Quallenstiche, Sonnenbrand, Hitzschlag, Insekten- und Tierbisse — worauf Sie achten sollten und wann Sie auf Mallorca Hilfe suchen.
Mallorcas Küste und Natur gehören zu dem, was einen Aufenthalt hier besonders macht — doch sie bringen eigene Gefahren mit sich. Quallen und Seeigel an den Felsen, Sonnenbrand und Hitzschlag in der Sommersonne, Zecken- und Insektenstiche auf den Wegen oder ein Hunde- oder Katzenbiss, der harmlos aussieht, es aber nicht ist.

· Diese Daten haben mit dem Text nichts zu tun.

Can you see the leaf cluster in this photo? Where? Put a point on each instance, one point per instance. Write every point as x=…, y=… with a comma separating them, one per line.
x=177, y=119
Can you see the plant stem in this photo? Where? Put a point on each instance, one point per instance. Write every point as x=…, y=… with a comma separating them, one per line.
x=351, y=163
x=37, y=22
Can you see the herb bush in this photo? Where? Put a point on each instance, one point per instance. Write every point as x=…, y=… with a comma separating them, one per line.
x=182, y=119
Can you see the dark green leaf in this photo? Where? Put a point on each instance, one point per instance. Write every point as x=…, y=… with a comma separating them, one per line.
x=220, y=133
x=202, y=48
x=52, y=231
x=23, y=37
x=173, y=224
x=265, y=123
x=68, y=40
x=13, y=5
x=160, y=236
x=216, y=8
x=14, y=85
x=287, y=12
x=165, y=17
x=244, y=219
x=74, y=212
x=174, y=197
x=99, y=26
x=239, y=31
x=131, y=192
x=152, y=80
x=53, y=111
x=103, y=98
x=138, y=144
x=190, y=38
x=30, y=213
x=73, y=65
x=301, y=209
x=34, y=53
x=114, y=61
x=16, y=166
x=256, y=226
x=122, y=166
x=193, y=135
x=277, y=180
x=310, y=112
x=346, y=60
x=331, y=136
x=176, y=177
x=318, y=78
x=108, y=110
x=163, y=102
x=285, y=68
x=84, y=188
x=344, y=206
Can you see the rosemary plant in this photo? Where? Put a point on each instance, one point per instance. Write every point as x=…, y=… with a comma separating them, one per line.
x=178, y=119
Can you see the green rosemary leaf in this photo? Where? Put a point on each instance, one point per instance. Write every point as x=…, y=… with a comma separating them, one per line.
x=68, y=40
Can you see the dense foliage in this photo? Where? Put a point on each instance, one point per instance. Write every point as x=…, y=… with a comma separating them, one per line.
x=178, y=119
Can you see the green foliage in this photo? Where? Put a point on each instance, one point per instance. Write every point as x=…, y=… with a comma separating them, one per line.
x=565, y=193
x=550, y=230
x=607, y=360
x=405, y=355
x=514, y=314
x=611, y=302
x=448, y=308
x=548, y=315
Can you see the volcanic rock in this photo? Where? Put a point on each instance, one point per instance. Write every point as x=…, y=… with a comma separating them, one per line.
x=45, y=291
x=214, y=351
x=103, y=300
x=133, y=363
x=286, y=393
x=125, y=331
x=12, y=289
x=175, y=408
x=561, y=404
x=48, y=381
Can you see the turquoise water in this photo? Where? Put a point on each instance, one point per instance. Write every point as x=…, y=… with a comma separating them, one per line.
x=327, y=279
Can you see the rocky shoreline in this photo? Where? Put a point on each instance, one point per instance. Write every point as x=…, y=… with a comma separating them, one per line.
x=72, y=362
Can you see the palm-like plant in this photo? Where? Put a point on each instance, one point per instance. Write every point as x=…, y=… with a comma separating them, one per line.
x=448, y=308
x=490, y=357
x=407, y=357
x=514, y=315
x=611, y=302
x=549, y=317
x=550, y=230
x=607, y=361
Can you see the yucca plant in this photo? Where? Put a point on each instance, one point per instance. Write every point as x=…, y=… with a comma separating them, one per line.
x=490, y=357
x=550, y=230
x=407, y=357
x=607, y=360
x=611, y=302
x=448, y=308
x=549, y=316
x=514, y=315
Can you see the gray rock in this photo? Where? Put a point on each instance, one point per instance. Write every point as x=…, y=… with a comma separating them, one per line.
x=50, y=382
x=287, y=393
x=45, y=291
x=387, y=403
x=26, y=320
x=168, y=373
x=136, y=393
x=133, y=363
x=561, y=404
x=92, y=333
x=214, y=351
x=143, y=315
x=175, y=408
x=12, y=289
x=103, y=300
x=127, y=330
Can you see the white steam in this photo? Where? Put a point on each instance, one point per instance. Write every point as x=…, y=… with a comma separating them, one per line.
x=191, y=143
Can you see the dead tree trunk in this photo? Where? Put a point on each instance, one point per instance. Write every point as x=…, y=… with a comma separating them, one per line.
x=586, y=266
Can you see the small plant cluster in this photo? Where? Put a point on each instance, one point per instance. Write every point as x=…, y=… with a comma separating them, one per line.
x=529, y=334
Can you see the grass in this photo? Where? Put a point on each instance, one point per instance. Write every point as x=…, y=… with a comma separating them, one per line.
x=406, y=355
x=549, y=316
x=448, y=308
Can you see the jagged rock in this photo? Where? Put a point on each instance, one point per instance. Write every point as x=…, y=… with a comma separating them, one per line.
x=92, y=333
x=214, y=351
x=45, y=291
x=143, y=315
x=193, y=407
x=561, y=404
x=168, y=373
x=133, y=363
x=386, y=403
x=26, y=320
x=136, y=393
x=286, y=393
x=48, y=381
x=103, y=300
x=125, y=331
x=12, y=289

Dr. Heidl beurteilt Hautreaktionen, Stiche, Bisse und hitzebedingte Beschwerden, berät, was Sie selbst behandeln können, und erkennt die Warnzeichen, die ärztliche Versorgung erfordern — von Infektion bis Kreislaufproblemen. Wo Antibiotika, Wundversorgung oder weitere Behandlung nötig sind, sind Sie in erfahrenen Händen.
Praktische Antworten von Dr. Heidl auf die häufigsten Fragen in diesem Bereich. Tippen Sie auf eine Frage, um die vollständige Antwort zu lesen.
Spülen Sie die Hautstelle nach Kontakt mit einer Qualle möglichst mit Meerwasser ab und reiben Sie nicht, da dies weitere Nesselzellen aktivieren kann. Entfernen Sie sichtbare Tentakelreste vorsichtig, vermeiden Sie zunächst Süßwasser und kühlen Sie den Bereich. Suchen Sie bei starken Schmerzen, einer ausgeprägten Hautreaktion, Kreislaufbeschwerden oder Atemproblemen sofort ärztliche Hilfe. In meiner Praxis beurteile ich die Hautreaktion und berate zur weiteren Behandlung.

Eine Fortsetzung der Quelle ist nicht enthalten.